Eine eigentliche Handlungslinie gibt es im Roman nicht. Neben Schamils Erkundung der dagestantischen Wirklichkeit, die wie eine Art Klammer wirkt, wird der Text aber dennoch von einer Entwicklung geprägt: Man munkelt, die Russen hätten begonnen, den Kaukasus durch einen langen Wall vom russischen Kernland abzutrennen. Die Gerüchte bewahrheiten sich schließlich, und Dagestan gleitet in die Katastrophe ab.

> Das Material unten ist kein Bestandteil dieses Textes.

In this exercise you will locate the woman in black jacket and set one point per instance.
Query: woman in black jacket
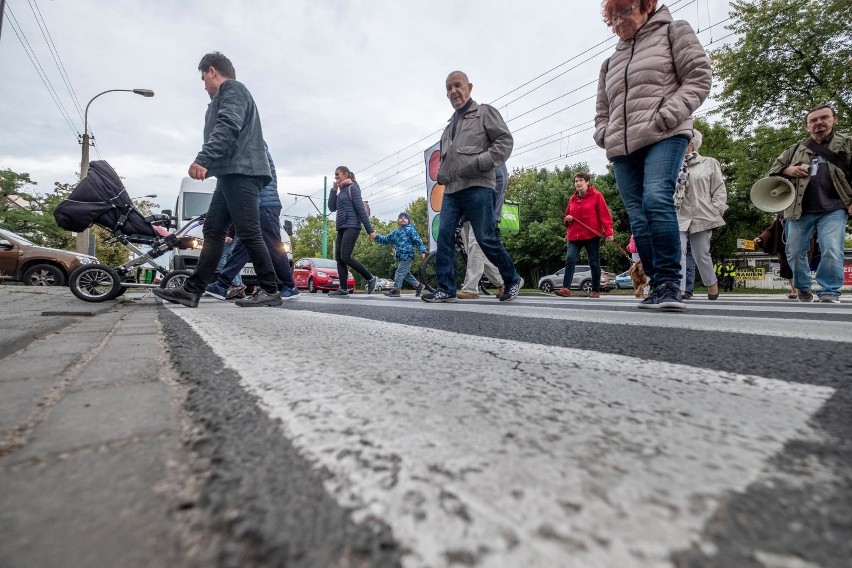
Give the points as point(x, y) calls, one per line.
point(346, 200)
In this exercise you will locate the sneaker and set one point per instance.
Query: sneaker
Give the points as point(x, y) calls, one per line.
point(260, 299)
point(371, 284)
point(237, 292)
point(669, 298)
point(438, 296)
point(512, 291)
point(652, 300)
point(289, 293)
point(805, 296)
point(216, 290)
point(178, 295)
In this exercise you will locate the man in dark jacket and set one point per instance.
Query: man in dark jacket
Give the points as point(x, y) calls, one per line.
point(233, 151)
point(475, 142)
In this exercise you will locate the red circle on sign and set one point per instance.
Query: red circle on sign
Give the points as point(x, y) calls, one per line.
point(434, 164)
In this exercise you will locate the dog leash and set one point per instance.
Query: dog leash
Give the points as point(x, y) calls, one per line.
point(624, 252)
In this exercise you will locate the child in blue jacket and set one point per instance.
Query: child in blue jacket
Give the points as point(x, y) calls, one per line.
point(404, 239)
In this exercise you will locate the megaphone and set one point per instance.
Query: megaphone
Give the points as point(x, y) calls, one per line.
point(773, 194)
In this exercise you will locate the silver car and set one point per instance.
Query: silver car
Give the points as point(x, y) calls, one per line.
point(582, 280)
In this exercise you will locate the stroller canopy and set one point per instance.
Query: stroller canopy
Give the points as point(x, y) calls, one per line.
point(101, 198)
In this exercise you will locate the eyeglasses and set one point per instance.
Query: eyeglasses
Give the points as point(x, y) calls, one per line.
point(622, 14)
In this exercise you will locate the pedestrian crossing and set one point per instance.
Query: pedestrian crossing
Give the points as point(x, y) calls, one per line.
point(506, 450)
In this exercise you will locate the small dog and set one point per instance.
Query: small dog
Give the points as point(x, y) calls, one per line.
point(637, 275)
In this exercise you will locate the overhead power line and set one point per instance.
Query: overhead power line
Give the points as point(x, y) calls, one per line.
point(31, 55)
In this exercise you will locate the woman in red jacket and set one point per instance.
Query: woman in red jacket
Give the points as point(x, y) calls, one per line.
point(587, 219)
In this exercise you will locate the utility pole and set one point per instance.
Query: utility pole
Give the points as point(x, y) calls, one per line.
point(324, 217)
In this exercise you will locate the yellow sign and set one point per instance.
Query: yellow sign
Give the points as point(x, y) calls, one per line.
point(745, 244)
point(751, 273)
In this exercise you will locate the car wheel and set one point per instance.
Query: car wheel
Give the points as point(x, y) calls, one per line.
point(95, 283)
point(43, 275)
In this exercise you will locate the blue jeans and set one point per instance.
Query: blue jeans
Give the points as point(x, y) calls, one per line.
point(477, 203)
point(403, 273)
point(646, 181)
point(690, 270)
point(226, 255)
point(270, 226)
point(593, 249)
point(234, 201)
point(831, 229)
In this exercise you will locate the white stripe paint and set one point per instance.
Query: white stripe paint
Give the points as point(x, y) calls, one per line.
point(516, 454)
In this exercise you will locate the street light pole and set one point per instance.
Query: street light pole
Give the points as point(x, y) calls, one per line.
point(86, 241)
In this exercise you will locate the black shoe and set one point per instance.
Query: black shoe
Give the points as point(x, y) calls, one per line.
point(178, 296)
point(260, 299)
point(371, 284)
point(438, 296)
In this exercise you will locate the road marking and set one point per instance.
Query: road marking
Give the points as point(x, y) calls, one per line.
point(504, 452)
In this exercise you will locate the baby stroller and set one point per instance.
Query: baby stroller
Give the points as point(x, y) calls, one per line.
point(102, 199)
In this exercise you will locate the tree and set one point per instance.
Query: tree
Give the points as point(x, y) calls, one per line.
point(790, 57)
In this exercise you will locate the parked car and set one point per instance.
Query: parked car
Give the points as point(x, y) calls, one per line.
point(314, 274)
point(623, 280)
point(24, 261)
point(582, 279)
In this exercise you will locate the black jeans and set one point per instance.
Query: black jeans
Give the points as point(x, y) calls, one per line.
point(234, 201)
point(270, 225)
point(344, 244)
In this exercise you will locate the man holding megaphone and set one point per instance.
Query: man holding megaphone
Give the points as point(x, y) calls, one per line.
point(819, 169)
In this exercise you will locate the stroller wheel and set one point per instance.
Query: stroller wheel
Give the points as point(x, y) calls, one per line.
point(175, 278)
point(95, 283)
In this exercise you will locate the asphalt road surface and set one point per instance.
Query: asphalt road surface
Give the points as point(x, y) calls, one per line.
point(542, 432)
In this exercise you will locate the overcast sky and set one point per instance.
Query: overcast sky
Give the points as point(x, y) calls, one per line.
point(357, 83)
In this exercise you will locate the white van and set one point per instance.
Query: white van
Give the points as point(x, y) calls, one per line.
point(193, 200)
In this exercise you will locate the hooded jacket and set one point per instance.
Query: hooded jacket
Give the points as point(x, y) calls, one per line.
point(591, 210)
point(404, 239)
point(705, 199)
point(649, 88)
point(481, 144)
point(840, 144)
point(233, 137)
point(351, 213)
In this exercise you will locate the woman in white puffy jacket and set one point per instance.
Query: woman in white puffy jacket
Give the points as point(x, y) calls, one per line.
point(702, 203)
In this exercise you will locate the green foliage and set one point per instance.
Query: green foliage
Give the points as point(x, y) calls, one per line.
point(790, 56)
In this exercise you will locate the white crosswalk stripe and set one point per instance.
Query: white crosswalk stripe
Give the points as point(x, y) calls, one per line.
point(512, 453)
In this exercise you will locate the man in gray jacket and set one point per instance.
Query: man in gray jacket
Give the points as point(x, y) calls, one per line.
point(475, 142)
point(819, 169)
point(234, 152)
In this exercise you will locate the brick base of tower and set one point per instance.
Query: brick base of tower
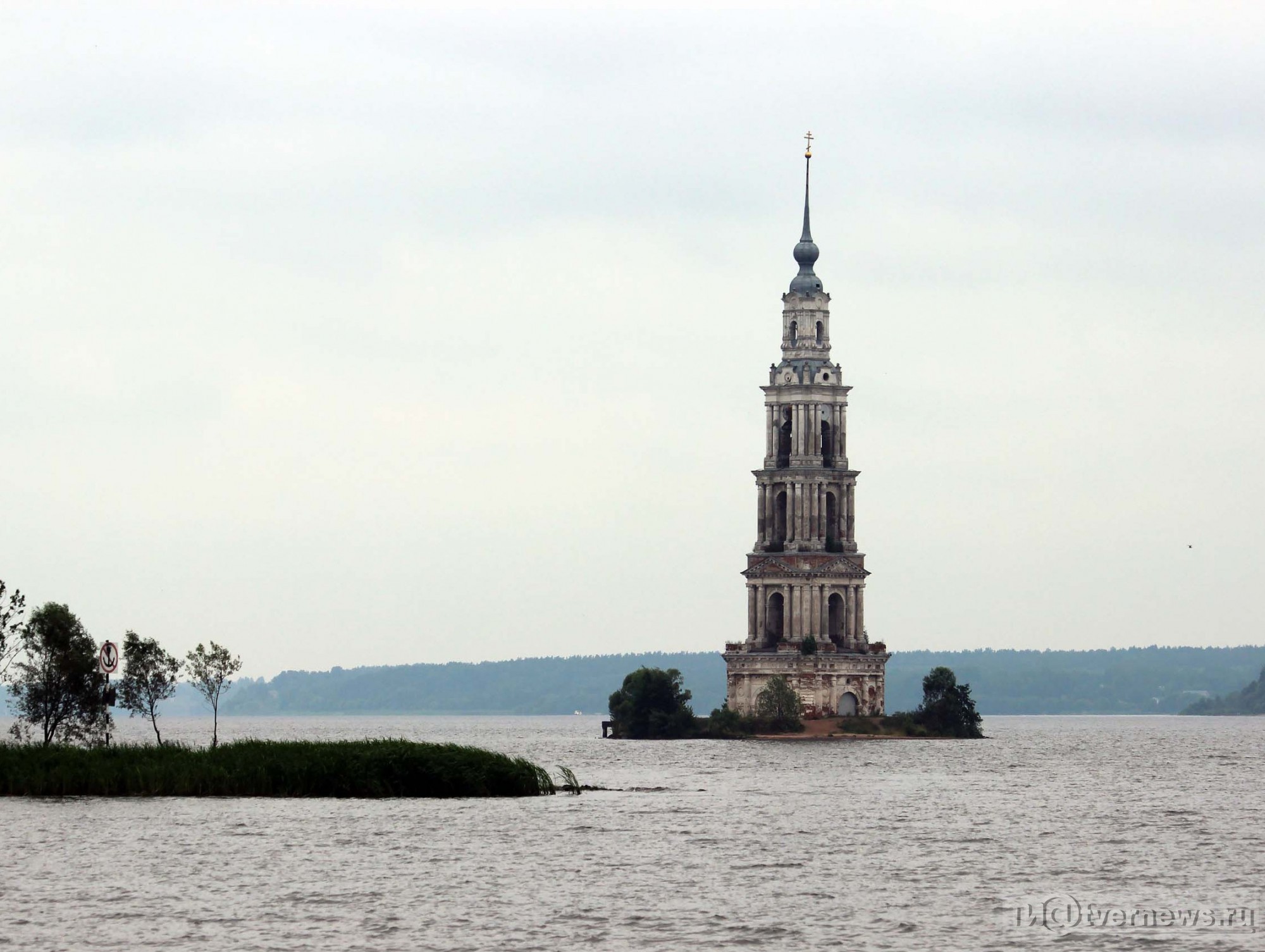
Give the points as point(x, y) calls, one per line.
point(823, 681)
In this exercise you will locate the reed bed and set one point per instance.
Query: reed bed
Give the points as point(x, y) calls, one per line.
point(365, 769)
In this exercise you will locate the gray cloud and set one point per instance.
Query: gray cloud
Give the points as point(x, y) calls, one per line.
point(374, 335)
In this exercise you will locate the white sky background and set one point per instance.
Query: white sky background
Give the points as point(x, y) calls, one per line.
point(374, 335)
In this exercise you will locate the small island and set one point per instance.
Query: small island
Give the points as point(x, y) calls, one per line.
point(337, 769)
point(1248, 700)
point(655, 704)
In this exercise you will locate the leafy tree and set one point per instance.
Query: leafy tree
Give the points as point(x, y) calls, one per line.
point(209, 671)
point(780, 703)
point(11, 626)
point(150, 676)
point(59, 689)
point(947, 705)
point(652, 704)
point(1249, 700)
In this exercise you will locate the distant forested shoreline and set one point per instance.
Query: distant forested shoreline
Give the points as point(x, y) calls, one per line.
point(1105, 681)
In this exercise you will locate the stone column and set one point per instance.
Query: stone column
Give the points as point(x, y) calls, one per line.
point(770, 516)
point(851, 615)
point(762, 526)
point(787, 612)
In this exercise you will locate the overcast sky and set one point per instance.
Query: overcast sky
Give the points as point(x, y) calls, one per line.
point(352, 335)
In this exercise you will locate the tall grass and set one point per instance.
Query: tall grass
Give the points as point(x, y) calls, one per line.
point(367, 769)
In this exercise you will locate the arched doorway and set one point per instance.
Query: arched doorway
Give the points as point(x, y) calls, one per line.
point(774, 619)
point(836, 619)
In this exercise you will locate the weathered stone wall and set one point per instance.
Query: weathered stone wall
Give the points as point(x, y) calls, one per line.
point(820, 680)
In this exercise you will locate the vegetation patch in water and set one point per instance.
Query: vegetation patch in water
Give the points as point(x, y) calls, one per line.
point(365, 769)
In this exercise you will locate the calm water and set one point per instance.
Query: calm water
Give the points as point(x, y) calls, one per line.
point(748, 844)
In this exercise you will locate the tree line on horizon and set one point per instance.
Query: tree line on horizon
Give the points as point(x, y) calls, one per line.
point(51, 667)
point(1005, 681)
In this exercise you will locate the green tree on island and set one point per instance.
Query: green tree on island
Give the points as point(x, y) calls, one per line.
point(652, 704)
point(150, 676)
point(780, 704)
point(59, 691)
point(947, 707)
point(209, 671)
point(11, 626)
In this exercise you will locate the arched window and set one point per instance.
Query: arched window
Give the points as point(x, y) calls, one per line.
point(774, 619)
point(837, 619)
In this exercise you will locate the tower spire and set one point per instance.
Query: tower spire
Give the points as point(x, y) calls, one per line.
point(806, 252)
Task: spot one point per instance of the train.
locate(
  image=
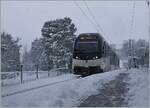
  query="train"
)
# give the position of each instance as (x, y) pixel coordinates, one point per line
(92, 54)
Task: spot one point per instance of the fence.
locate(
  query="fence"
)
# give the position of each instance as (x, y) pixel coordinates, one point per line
(19, 77)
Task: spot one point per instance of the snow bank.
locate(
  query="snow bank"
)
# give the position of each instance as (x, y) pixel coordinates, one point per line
(138, 88)
(63, 94)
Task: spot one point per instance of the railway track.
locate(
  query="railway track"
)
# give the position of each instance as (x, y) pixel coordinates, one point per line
(34, 88)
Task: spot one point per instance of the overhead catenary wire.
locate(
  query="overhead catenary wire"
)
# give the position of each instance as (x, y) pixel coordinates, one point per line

Was aber leistet dieses Buch? Zunächst einmal kann man den Roman soziologisch und ethnografisch lesen. Man kann ihn als eine realistische, ja naturalistische Enzyklopädie des zeitgenössischen Dagestans auffassen. Wie in einem breit angelegten Gewebe werden die in Gesellschaft und Politik herrschenden unterschiedlichen Strömungen und Ansichten miteinander verknüpft. Dabei dürfte es Ganijewa auch um Aufklärung in der russischen Öffentlichkeit gehen. Die Autorin zeigt Dagestan, wie es ihrer Ansicht nach wirklich ist. Obwohl man den Roman mit Blick auf den Mauerbau auch als Antiutopie, Fantasy oder alternative history lesen könnte, scheint Ganijewa vielmehr in eine andere Richtung zu weisen: Die hypothetische Mauer zur Abtrennung des Kaukasus von Russland ist eher ein Kunstgriff – ein Verfahren, das bereits bestehende Tendenzen in Dagestan nicht auslöst, sondern sie lediglich akzentuiert und auf die Spitze treibt. Die Autorin nimmt in ihrem Buch nicht Stellung – allzu facettenreich und widersprüchlich ist ihr Bild von Dagestan. Sie ist um Objektivität bemüht. Die Exzesse der dagestanischen Wirklichkeit (Islamismus, Korruption, Terrorismus oder Aberglauben) müssen von den Lesern schon selbst als solche erkannt und gegebenenfalls bewertet werden. Im Roman darf man auch nicht unbedingt klare Entwicklungslinien erwarten, obwohl Schamil während seiner „Wanderungen“ durch Dagestan durchaus seine Erfahrungen macht. Im Großen und Ganzen ändern sich die Dinge nur allmählich und meist im Kleinen – als vorerst kaum wahrnehmbare Verschiebungen im Gefüge des Alltags, deren Folgen zunächst nicht absehbar sind. Als würden sich im Teppich hie und da ein Motiv oder eine Farbe leicht verändern, ohne dass dies das Gesamtbild sogleich beeinflussen würde.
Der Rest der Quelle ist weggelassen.